Designer Drug Research Unit, Intramural Research Program, National Institute on Drug Abuse, National Institutes of Health, Baltimore, MD, 21224, USA.
Neuropharmacology. 2024 Mar 1;245:109827. doi: 10.1016/j.neuropharm.2023.109827. Epub 2023 Dec 27.
Substitutions to the phenethylamine structure give rise to numerous amphetamines and cathinones, contributing to an ever-growing number of abused novel psychoactive substances. Understanding how various substitutions affect the pharmacology of phenethylamines may help lawmakers and scientists predict the effects of newly emerging drugs. Here, we established structure-activity relationships for locomotor stimulant and monoamine transporter effects of 12 phenethylamines with combinations of para-chloro, β-keto, N-methyl, or N-ethyl additions. Automated photobeam analysis was used to evaluate effects of drugs on ambulatory activity in mice, whereas in vitro assays were used to determine activities at transporters for dopamine (DAT), norepinephrine (NET), and 5-HT (SERT) in rat brain synaptosomes. In mouse studies, all compounds stimulated locomotion, except for 4-chloro-N-ethylcathinone. Amphetamines were more potent stimulants than their β-keto counterparts, while para-chloro amphetamines tended to be more efficacious than unsubstituted amphetamines. Para-chloro compounds also produced lethality at doses on the ascending limbs of their locomotor dose-effect functions. The in vitro assays showed that all compounds inhibited uptake at DAT, NET, and SERT, with most compounds also acting as substrates (i.e., releasers) at these sites. Unsubstituted compounds displayed better potency at DAT and NET relative to SERT. Para-chloro substitution or increased N-alkyl chain length augmented relative potency at SERT, while combined para-chloro and N-ethyl substitutions reduced releasing effects at NET and DAT. These results demonstrate orderly SAR for locomotor stimulant effects, monoamine transporter activities, and lethality induced by phenethylamines. Importantly, 4-chloro compounds produce toxicity in mice that suggests serious risk to humans using these drugs in recreational contexts.

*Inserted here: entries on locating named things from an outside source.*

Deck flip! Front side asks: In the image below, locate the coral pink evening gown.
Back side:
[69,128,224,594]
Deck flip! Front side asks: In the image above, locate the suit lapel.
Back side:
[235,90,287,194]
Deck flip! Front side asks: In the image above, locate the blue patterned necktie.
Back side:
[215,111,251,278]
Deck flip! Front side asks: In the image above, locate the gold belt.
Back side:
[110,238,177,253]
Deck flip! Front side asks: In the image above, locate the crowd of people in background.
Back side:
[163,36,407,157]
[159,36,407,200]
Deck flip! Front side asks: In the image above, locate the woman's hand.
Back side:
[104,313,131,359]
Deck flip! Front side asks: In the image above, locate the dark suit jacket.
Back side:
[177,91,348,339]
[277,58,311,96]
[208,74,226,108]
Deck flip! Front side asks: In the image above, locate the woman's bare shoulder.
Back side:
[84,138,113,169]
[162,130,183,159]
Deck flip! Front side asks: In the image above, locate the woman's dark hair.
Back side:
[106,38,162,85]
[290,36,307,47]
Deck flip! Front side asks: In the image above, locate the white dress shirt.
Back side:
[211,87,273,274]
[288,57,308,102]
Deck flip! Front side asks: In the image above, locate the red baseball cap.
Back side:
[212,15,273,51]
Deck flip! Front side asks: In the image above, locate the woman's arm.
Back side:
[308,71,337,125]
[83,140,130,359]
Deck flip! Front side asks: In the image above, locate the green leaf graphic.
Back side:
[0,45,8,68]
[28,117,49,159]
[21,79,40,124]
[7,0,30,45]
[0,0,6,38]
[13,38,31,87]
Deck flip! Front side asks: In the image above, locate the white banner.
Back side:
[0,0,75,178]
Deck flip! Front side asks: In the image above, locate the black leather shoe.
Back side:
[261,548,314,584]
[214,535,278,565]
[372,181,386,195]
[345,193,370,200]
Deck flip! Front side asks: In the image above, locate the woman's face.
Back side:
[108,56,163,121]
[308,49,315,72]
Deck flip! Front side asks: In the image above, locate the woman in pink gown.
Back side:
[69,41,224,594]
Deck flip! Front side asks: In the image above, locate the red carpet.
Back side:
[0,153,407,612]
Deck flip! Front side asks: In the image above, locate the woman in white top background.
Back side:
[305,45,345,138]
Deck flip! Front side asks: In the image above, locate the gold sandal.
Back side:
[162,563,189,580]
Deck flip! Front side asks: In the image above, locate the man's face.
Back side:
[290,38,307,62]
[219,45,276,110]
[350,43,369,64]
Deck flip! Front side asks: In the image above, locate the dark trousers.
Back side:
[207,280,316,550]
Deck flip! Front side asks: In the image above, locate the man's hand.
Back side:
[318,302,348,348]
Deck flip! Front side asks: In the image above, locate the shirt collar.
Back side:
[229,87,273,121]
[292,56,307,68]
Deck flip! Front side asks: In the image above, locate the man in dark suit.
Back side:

苯乙胺结构的取代产生了众多的苯丙胺类和卡西酮类物质,导致滥用新型精神活性物质的数量不断增加。了解各种取代如何影响苯乙胺的药理学特性,可能有助于立法者和科学家预测新出现药物的效果。在此,我们建立了12种苯乙胺的运动刺激和单胺转运体效应的构效关系,这些苯乙胺具有对氯、β-酮、N-甲基或N-乙基添加物的组合。使用自动光电束分析来评估药物对小鼠活动能力的影响,而体外试验则用于确定大鼠脑突触体中多巴胺(DAT)、去甲肾上腺素(NET)和5-羟色胺(SERT)转运体的活性。在小鼠研究中,除了4-氯-N-乙基卡西酮外,所有化合物均刺激运动。苯丙胺类是比其β-酮类似物更有效的兴奋剂,而对氯苯丙胺往往比未取代的苯丙胺更有效。对氯化合物在其运动剂量-效应函数上升支的剂量下也会产生致死性。体外试验表明,所有化合物均抑制DAT、NET和SERT的摄取,大多数化合物在这些位点也作为底物(即释放剂)起作用。未取代的化合物相对于SERT在DAT和NET上表现出更好的效力。对氯取代或增加N-烷基链长度增强了在SERT上的相对效力,而对氯和N-乙基取代的组合降低了在NET和DAT上的释放作用。这些结果证明了苯乙胺诱导的运动刺激效应、单胺转运体活性和致死性的有序构效关系。重要的是,4-氯化合物在小鼠中产生毒性,这表明在娱乐环境中使用这些药物对人类有严重风险。